Wichern war wohl kurz davor, eine prosoziale Gesellschaftsidee so einheitlich durchschlagend zu formulieren und durchzusetzen, wie es für das 19. Jahrhundert und bis heute nötig war und ist. Leider jedoch blieb der Begriff des „christlichen Sozialismus“, wie Theodor HEUSS konstatiert (nach HEGEL 1968, S. 50), etwas Gestaltloses. Eine letztendliche Beziehung des sozialpädagogischen Konzeptes auf die Makroebene des Staates, der Wirtschaft, der Kirchen blieb aus.

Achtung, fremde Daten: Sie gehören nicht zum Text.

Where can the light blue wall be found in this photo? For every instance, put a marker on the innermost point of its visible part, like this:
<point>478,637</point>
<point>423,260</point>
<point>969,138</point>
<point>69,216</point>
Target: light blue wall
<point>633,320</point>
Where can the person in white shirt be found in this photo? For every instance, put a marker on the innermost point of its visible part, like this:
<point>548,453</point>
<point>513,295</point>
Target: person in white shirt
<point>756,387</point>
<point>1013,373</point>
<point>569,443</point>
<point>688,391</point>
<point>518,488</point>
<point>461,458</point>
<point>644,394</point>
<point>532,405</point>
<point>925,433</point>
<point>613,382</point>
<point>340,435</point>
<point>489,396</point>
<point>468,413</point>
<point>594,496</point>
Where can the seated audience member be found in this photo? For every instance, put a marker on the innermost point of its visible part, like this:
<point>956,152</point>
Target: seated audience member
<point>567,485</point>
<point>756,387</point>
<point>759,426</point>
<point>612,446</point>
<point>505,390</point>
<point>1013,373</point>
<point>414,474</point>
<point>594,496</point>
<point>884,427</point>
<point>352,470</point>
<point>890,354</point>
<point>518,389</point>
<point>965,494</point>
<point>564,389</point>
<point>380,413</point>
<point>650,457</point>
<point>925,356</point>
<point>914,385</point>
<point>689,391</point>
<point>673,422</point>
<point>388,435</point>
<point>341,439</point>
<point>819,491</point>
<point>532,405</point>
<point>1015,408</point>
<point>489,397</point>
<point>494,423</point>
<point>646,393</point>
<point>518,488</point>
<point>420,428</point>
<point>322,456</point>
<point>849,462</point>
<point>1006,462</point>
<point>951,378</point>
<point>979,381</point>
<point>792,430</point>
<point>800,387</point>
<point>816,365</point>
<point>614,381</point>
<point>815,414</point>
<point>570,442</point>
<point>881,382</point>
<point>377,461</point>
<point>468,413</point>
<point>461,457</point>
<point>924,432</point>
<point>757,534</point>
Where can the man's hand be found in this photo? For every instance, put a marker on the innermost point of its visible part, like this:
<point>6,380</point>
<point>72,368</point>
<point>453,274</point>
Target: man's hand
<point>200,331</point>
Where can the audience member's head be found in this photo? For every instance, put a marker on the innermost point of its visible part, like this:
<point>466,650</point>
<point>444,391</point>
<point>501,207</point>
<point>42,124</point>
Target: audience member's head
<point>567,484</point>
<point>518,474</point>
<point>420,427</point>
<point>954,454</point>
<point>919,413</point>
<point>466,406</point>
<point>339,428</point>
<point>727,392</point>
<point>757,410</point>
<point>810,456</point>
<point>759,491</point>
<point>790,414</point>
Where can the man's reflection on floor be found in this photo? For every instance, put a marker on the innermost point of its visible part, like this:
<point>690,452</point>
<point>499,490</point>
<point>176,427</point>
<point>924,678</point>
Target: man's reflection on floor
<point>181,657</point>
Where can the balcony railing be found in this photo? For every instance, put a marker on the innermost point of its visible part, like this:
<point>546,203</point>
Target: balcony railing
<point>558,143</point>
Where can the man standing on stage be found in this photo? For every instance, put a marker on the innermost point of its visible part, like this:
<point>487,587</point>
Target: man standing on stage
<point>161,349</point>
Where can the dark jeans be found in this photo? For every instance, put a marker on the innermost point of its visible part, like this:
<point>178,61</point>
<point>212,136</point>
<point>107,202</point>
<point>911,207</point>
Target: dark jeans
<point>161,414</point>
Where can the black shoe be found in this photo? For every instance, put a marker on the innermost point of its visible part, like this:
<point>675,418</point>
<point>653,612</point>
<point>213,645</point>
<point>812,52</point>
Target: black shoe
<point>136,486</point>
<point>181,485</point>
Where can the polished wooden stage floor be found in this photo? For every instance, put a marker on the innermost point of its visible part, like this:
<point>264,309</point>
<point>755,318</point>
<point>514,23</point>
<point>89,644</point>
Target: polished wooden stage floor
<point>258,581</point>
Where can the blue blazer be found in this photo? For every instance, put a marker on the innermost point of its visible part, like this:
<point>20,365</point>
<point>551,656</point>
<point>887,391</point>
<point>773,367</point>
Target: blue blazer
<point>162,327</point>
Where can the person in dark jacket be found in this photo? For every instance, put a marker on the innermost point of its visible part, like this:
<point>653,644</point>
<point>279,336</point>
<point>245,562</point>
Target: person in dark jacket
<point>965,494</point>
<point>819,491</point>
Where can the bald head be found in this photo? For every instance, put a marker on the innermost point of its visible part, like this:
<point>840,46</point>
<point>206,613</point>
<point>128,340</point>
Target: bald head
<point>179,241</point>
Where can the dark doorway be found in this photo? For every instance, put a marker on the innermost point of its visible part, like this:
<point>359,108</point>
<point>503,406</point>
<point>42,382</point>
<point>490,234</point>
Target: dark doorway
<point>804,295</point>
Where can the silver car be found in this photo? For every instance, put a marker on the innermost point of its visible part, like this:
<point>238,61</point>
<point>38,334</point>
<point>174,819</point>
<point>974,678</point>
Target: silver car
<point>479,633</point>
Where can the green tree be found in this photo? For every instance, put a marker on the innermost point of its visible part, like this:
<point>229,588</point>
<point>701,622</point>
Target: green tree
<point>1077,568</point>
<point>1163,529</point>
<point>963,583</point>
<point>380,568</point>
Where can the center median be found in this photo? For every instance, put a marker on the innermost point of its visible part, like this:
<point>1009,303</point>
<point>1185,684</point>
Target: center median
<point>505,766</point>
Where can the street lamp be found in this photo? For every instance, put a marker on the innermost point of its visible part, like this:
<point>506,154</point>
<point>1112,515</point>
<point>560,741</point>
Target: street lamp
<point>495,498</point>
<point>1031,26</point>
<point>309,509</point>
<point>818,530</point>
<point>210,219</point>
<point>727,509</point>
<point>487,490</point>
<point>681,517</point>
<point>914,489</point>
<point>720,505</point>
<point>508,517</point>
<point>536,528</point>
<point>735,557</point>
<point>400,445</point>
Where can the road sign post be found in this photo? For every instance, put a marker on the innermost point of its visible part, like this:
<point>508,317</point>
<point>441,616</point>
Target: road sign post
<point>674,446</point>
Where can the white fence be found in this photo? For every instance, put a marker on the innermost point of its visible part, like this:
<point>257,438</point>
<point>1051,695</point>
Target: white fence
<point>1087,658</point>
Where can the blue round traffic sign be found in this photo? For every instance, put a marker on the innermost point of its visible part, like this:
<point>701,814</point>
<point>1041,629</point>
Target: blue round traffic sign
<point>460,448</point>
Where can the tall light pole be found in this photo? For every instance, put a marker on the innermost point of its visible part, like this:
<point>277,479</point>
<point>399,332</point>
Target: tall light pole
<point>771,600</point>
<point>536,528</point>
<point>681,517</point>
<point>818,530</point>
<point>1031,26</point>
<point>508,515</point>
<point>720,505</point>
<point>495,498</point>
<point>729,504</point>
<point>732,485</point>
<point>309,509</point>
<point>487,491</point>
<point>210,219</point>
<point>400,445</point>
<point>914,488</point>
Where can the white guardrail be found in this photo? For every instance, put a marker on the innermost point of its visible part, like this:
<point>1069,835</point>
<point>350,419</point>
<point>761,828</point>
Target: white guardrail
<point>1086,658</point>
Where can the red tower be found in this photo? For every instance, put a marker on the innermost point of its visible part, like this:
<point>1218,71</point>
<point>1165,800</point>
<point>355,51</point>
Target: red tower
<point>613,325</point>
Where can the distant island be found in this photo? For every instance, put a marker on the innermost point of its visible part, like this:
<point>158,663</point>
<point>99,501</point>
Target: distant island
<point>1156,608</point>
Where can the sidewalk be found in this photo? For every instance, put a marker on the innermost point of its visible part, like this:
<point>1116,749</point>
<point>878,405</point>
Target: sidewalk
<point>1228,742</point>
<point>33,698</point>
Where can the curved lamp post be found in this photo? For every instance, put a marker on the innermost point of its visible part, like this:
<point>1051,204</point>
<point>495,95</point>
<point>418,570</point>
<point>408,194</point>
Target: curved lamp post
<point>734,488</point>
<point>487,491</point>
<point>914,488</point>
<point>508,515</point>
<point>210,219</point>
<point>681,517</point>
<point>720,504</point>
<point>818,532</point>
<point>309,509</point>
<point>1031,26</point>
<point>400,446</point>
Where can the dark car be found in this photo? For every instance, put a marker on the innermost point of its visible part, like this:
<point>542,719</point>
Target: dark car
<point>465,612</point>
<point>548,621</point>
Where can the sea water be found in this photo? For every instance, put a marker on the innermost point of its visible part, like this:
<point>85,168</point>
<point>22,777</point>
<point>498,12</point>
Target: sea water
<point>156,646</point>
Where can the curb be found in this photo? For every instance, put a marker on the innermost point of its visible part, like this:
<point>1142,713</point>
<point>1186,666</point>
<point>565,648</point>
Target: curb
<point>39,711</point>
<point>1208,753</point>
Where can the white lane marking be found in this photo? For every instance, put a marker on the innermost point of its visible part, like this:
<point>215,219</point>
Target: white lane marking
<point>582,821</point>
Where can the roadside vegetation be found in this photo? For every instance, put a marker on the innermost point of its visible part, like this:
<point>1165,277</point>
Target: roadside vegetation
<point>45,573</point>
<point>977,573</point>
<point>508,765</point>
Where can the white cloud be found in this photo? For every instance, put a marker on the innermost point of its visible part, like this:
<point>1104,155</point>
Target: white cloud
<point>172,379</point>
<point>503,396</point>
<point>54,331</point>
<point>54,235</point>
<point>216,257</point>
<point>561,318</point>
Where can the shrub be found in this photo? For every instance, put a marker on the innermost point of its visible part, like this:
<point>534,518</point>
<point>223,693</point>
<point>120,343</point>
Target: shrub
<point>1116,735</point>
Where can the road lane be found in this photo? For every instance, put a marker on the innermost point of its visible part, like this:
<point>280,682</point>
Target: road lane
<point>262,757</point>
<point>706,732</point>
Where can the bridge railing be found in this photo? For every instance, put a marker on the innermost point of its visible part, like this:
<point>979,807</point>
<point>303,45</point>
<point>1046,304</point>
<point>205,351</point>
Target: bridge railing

Hier teilt der Erwecker Wichern die Tragik mit dem Wissenschaftssystematiker Karl Mager, dessen Systematik von Pädagogik – und innerhalb ihres Rahmens von Sozialpädagogik – bis heute unverändert richtig und dennoch nicht voll zum Zuge gekommen ist. Auf die Ursachen der Latenz des Magerschen Konzeptes werden wir gleich eingehen. Für Wicherns Ansatz lassen sich folgende Schwachpunkte ausmachen:
Der für Wicherns Soziale Arbeit meta-theoretische, sprich theologisch-konfessionelle Hintergrund weckt zwar als innere Mission die Gewissen zahlreicher Christen, speziell Protestanten auf. Er weitet sich jedoch nicht zu einer allgemeinen Staats- und Gesellschaftskritik aus. Die Strukturen der monarchistischen Aristokratie und ihre martialischen Auswüchse werden nicht grundsätzlich in Frage gestellt. Selbst die absurden Kriege in der Lebenszeit Wicherns,– 1864 der deutsch-dänische und 1870 der französisch-deutsche werden affirmativ in ein christlich-monarchistisch-nationales Weltbild eingepasst. Und obwohl Wichern die Felddiakonie nahezu zeitgleich wie Henry Dunont das Rote Kreuz begründet, sieht er Gott „durch den kriegerischen Weg der Volksgeschichte die Fußstapfen des Lebensfürsten offenbaren, der die Macht und die Herrlichkeit hat, am letzten Ende alles Recht und alle Gerechtigkeit ans Licht zu bringen“ (WICHERN nach BIRNSTEIN 2007, S. 108). Auch ist für ihn der Krieg nicht eine „Mordanstalt, wofür ihn manche in falscher Sentimentalität oder in mangelhafter Erkenntnis über Recht und Bedeutung der Obrigkeit im Leben des Volkes halten. Der Krieg verwandelt sich dann vielmehr in eine große, öffentliche Gerichtsstätte, wo in der Schlacht oder in einer Kette von Schlachten das Leben zweier oder mehrerer Völker miteinander ringt, und zwar zur Verteidigung, Gewinnung oder Bewahrung jener idealsten Lebensgüter“ (ebd.).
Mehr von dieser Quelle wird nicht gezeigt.